PRO TIP: No amount of mixing or processing can replace good sample choice.

5. Get Your Bass In Line

Many times throughout my career, I've spent hours trying to get the kick drum in a mix right, only to realize that it was actually the bass that I needed to fix.

Kick and bass sit in the same frequency range, and getting a decent mix often means making sure they work in conjunction with one another.

For starters, you want to make sure that there's no frequency masking going on between them. While a little bit of rub is okay, too much fighting can be problematic and make your low-end sound like a muddy mess. Make sure to use EQ curves on your kick drum and bass guitar that complement one another.

Let's say you have a bass guitar with a whole lot of energy in the 100 to 200 Hz range. If you were to try boosting your kick drum in that area, you'd get a lot of pushback from the bass. Instead, consider giving your kick drum a broad cut in that range to make way for the bass, and I guarantee you'll hear your low end open up.

The next thing is to make sure your dynamics are on point. Similar to the kick drum, we want the bass in most mixes to feel locked in . This means compressing it in a way that each note sounds even in volume. If some bass notes are way louder than others, there's a higher likelihood that those loud notes will cover up your kick drum when they come around.

PRO TIP: One way I like to lock in my kick and bass is by sending them both to a parallel compression bus and compressing them heavily together. I'll then blend that bus into the rest of the mix to give it more punch.

6. Check Your Mix Buss

Many engineers use compression on their mix busses, which is great for getting ooey, gluey mixes that feel cohesive. However, if a mix buss compressor isn't used properly, it can squash the life out of your kick drum.

Inexperienced engineers often make the mistake of dialing in attack times that are too fast, which can squash the initial transient of the kick, not to mention any other instruments with transients that are necessary to the rhythm and groove of the track.

An attack time of around 30ms is a good starting point, as it'll allow the transient of your kick drum to come through before clamping down to glue the rest of the mix elements together.

7. Don't Over-process Your Overheads

I can't even begin to tell you how frustrating it is to watch engineers use aggressive high-pass filters on their overhead tracks to get rid of low frequencies.

Sure, you don't want to have a ton of sub-frequency content in your overheads, though having some low-end in there is crucial for a hard-hitting drum sound.

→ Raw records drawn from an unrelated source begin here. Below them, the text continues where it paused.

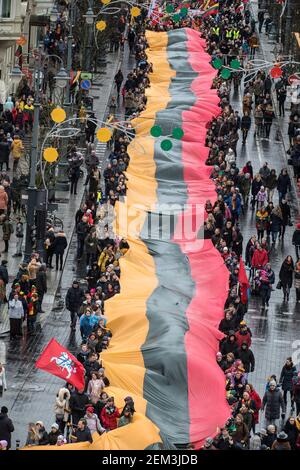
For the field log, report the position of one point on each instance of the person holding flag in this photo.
(58, 361)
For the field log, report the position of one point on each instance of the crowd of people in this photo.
(78, 413)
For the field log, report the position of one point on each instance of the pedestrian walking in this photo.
(19, 236)
(6, 427)
(283, 184)
(286, 379)
(297, 280)
(118, 81)
(3, 383)
(286, 275)
(16, 316)
(41, 286)
(74, 300)
(272, 403)
(59, 245)
(8, 230)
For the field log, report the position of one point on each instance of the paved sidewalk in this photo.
(267, 51)
(31, 392)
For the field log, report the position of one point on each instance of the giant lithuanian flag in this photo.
(173, 290)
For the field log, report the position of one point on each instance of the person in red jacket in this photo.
(109, 415)
(243, 335)
(257, 400)
(260, 257)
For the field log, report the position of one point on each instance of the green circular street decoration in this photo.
(169, 8)
(225, 74)
(156, 131)
(235, 64)
(177, 133)
(166, 145)
(183, 12)
(217, 63)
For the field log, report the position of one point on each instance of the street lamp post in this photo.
(32, 189)
(89, 19)
(288, 27)
(36, 199)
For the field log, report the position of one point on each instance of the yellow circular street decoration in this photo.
(50, 154)
(101, 25)
(104, 134)
(58, 115)
(135, 11)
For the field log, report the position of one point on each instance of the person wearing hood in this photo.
(3, 383)
(43, 435)
(59, 245)
(78, 402)
(286, 216)
(272, 403)
(243, 335)
(129, 404)
(296, 240)
(286, 275)
(230, 345)
(292, 432)
(6, 427)
(283, 184)
(220, 361)
(8, 105)
(3, 200)
(87, 323)
(281, 442)
(93, 422)
(62, 408)
(4, 153)
(247, 357)
(268, 437)
(17, 151)
(74, 300)
(286, 379)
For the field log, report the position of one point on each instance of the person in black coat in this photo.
(292, 432)
(286, 216)
(227, 324)
(245, 126)
(247, 357)
(230, 345)
(286, 378)
(6, 427)
(41, 285)
(74, 300)
(94, 273)
(78, 403)
(296, 240)
(4, 154)
(59, 246)
(283, 184)
(82, 433)
(286, 276)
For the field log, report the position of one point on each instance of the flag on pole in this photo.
(243, 282)
(58, 361)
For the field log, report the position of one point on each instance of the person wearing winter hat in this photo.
(53, 434)
(296, 240)
(281, 442)
(93, 421)
(272, 403)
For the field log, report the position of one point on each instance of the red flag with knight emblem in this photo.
(58, 361)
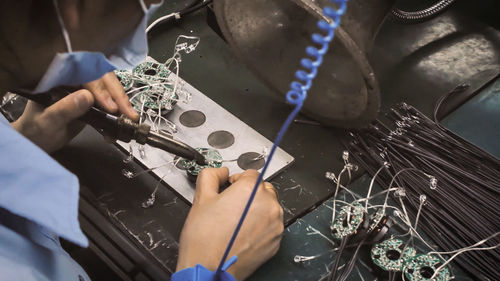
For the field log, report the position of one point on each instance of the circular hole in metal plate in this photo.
(251, 160)
(220, 139)
(177, 163)
(192, 118)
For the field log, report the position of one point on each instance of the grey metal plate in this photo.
(246, 140)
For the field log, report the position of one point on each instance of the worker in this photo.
(49, 43)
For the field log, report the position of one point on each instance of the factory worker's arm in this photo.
(50, 128)
(212, 220)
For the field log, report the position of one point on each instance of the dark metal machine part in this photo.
(266, 34)
(416, 64)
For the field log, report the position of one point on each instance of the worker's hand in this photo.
(52, 127)
(214, 216)
(109, 94)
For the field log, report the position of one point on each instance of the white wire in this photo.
(160, 19)
(471, 246)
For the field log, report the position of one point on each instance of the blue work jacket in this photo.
(38, 204)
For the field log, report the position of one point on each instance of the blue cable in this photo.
(296, 96)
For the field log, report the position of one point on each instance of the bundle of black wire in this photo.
(463, 208)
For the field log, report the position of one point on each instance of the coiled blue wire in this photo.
(296, 95)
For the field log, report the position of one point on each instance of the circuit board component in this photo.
(348, 220)
(423, 268)
(389, 255)
(212, 156)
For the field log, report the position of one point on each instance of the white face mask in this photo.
(75, 68)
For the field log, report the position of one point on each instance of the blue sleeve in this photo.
(200, 273)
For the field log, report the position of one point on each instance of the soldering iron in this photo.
(120, 127)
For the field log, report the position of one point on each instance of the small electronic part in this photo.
(375, 219)
(125, 79)
(379, 224)
(213, 160)
(152, 71)
(423, 267)
(389, 255)
(348, 220)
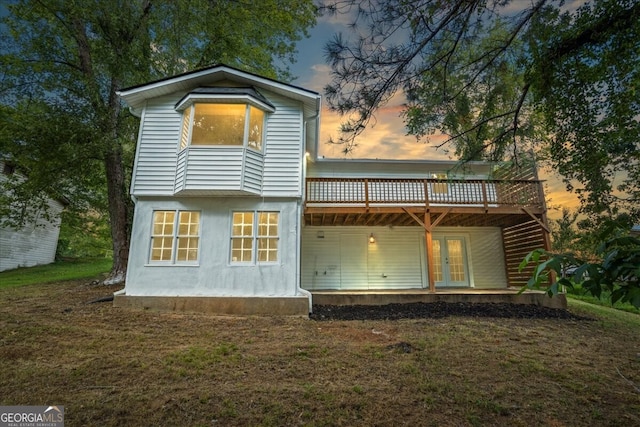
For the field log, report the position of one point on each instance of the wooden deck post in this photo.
(429, 243)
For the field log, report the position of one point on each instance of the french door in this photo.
(450, 262)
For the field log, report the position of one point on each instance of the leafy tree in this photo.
(499, 77)
(616, 272)
(64, 60)
(563, 233)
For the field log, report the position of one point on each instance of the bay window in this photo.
(214, 124)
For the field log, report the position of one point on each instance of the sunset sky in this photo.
(387, 138)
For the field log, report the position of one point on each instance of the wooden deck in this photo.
(517, 206)
(397, 202)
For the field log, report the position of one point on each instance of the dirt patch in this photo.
(438, 310)
(112, 367)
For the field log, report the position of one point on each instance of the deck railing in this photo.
(372, 192)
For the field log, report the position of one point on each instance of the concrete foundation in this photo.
(262, 306)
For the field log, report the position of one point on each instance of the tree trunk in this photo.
(119, 210)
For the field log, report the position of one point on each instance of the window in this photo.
(222, 124)
(175, 237)
(439, 187)
(254, 237)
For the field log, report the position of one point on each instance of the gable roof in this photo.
(136, 96)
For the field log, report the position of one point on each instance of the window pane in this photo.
(163, 223)
(162, 236)
(218, 124)
(268, 224)
(267, 250)
(187, 249)
(189, 223)
(241, 249)
(161, 248)
(437, 261)
(256, 123)
(184, 135)
(242, 224)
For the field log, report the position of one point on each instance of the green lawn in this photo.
(577, 294)
(84, 268)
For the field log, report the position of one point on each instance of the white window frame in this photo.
(175, 235)
(258, 242)
(186, 127)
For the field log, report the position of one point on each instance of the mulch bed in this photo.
(421, 310)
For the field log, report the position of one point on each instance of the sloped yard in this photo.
(111, 366)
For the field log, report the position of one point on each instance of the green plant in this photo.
(615, 276)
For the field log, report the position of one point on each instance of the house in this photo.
(236, 213)
(34, 243)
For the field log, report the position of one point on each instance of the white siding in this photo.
(213, 275)
(396, 260)
(253, 166)
(218, 168)
(34, 244)
(274, 173)
(283, 149)
(155, 167)
(181, 168)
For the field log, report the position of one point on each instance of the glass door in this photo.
(450, 262)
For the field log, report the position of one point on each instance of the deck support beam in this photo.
(428, 238)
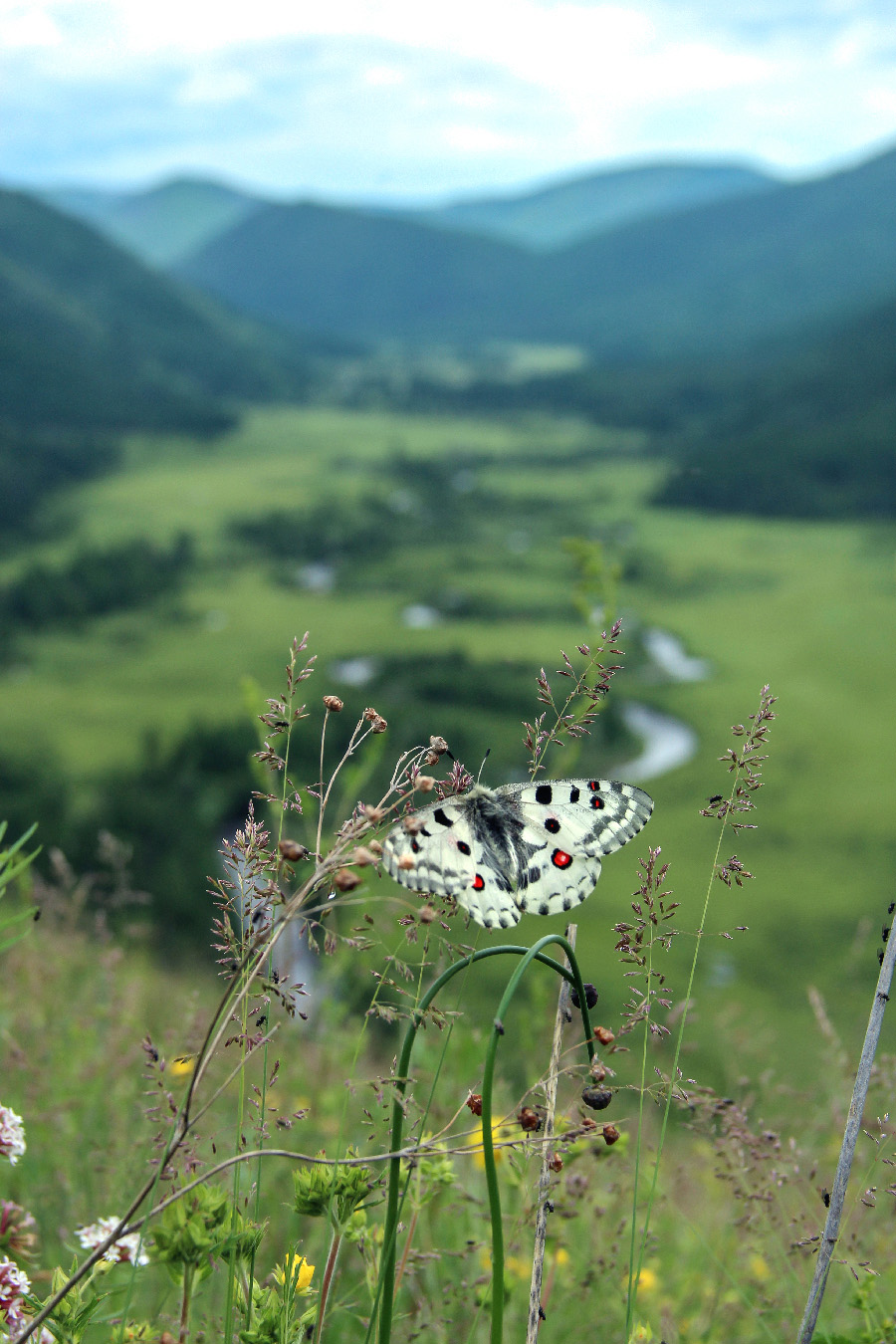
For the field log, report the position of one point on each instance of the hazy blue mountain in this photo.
(723, 275)
(91, 337)
(164, 223)
(367, 275)
(563, 212)
(161, 223)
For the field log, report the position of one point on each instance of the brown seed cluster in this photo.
(292, 851)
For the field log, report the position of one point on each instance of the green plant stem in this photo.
(330, 1269)
(389, 1232)
(185, 1304)
(545, 1172)
(634, 1274)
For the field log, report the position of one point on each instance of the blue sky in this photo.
(406, 100)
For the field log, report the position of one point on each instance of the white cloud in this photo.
(395, 97)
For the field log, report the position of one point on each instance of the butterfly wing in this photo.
(524, 847)
(572, 822)
(449, 849)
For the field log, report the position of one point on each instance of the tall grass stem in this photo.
(848, 1148)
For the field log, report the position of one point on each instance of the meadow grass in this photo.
(734, 1198)
(804, 606)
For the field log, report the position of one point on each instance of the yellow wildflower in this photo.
(476, 1145)
(297, 1270)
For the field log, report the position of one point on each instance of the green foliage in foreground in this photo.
(730, 1250)
(804, 606)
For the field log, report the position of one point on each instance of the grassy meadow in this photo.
(480, 511)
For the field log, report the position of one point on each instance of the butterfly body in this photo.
(520, 848)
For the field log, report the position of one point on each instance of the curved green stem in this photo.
(389, 1232)
(488, 1079)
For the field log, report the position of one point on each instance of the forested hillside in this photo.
(723, 276)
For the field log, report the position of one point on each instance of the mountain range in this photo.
(91, 337)
(165, 223)
(719, 276)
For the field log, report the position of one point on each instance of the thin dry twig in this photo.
(545, 1175)
(848, 1149)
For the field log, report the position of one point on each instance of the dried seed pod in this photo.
(598, 1098)
(292, 851)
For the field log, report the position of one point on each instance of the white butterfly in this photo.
(530, 848)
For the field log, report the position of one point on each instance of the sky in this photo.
(406, 100)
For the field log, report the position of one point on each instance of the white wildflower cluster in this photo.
(126, 1248)
(14, 1285)
(12, 1135)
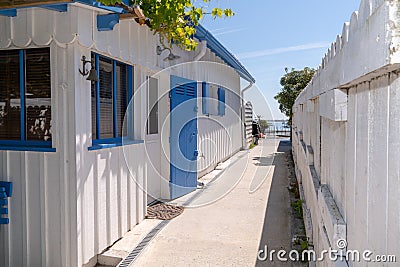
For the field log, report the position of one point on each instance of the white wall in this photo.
(352, 129)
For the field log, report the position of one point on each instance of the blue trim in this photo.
(215, 46)
(97, 97)
(22, 92)
(12, 12)
(107, 22)
(205, 98)
(7, 187)
(56, 7)
(114, 79)
(122, 142)
(27, 148)
(130, 117)
(221, 101)
(25, 143)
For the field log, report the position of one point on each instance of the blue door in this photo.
(183, 137)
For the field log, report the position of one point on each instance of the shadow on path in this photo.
(276, 230)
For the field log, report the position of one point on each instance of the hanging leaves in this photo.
(175, 20)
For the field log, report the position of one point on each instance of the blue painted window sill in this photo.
(27, 148)
(119, 143)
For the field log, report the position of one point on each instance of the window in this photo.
(25, 99)
(213, 101)
(110, 100)
(152, 108)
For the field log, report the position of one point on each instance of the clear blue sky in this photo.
(269, 35)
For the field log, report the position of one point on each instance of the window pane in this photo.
(122, 97)
(38, 94)
(106, 98)
(152, 121)
(94, 125)
(10, 108)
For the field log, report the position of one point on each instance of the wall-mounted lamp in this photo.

In fact, that low-end can be just the thing you need to augment your kick drum track.

Unless you're mixing poorly recorded overheads with a bunch of junk in the low end, a gentle dip with a low shelf will usually do the trick. The same thing goes for the room mics.

8. Be Careful With Reverb

If you're mixing a song that calls for lots of reverb on the drums, such as an '80s-style stadium rock track, your first instinct can be to send all of the drums (including the kick) to a big plate or hall reverb. However, this approach can leave you with a kick drum that lacks punch and presence.

Any reverb that I typically need from the kick drum, I can get by sending the overhead mics to reverb.

On the other hand, if I'm really certain that my kick hits need a bit of ambiance of their own (which can sometimes be the case in very sparse mixes), I'll send it to a reverb buss with an EQ in front of it. On the EQ, I'll use a high-pass up to around 500 Hz to make sure I'm not getting any lower frequencies. This can give your mix a fuller sound without it sounding muddy.

Elevate Your Kick Drum Mixing

Trying to mix kick drums can feel difficult.

However, by using EQ to tame and boost certain portions of the frequency spectrum, taking advantage of proper compressor settings to control dynamics, and mixing other instruments getting in the way of the kick so that it has its own space in the mix, you can achieve a godly kick drum sound with ease.

Just make sure to avoid using too much compression and having too much low-frequency content in your reverb.

I hope you found these tips extremely helpful! I have no doubt you'll be a master of kick drum mixing in no time!